Here’s the extract from an interesting article written by Aaron Rowe that captured my attention few days back:

For many students, earning a degree in engineering is less than enjoyable and far from what they expected. Here are our biggest complaints about the educational rite of passage. Of course, they are sweeping generalizations. Feel free to disagree. 5 Awful Textbooks […], 4 Professors are Rarely Encouraging […], 3 Dearth of Quality Counseling […], 2 Other Disciplines Have Inflated Grades […], 1 Every Assignment Feels the Same […].

Do you think he is just a frustrated engineering student?

As an engineering student, I don’t think he is completely wrong. But let’s discuss his points one by one.

5. Awful Textbooks
Thick, dry, black and white manuscripts are rarely a source of inspiration and sometimes can cause loads of confusion. Often, the text is poorly written and interrupted by lengthy equations with symbols that are different from those used by the professor during lectures.

Thick, dry, black and white manuscripts? That’s definitely not a good argumentation. There are loads of interesting books out there which are exactly like that. The real problem, as he states, is that texts are often poorly written, which makes it even harder to comprehend and already though subject like “Advanced Mathematics for Engineers”. Also, you can’t blame a book if a professor uses a symbol convention other than the one used by the book he chose.

4. Professors are Rarely Encouraging
During each class, a professor that would rather be tending to his research will waltz up to a blackboard or overhead projector and scribble out equations for an hour without uttering a single sentence to create some excitement.

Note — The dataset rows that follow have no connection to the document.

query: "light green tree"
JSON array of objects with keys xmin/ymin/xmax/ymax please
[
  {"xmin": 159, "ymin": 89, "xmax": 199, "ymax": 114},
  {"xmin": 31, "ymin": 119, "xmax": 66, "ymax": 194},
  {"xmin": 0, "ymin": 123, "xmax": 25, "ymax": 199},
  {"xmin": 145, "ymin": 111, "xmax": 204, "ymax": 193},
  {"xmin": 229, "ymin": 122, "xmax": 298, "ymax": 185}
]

That’s a sad behavior, but that’s the way things work. I have to admit that many exceptions exist, and I was lucky enough to study with some of them. Courses were challenging but also inspiring and fun. Things you learn this way, are things you’ll never forget.

3. Dearth of Quality Counseling
College students may not have a sense for how to build their resume and they might be clueless about the variety of career opportunities that await them. Unfortunately, some academic advisers do little more than post fliers about internships and hand out a checklist of classes to take. They should make some projections about the future job market, learn about the interests of each young scholar, and offer them tailored advice for how to best prepare themselves.

I’m not even sure that applies to Italian universities. The majority of students are clueless about the career opportunities even after their bachelor or master. Post graduation internships are getting often and often just a cheap way for host companies to get highly skilled workers. Maybe it’s just Italy: I would be glad to know.

2. Other Disciplines Have Inflated Grades
Brilliant engineering students may earn surprisingly low grades while slackers in other departments score straight As for writing book reports and throwing together papers about their favorite zombie films.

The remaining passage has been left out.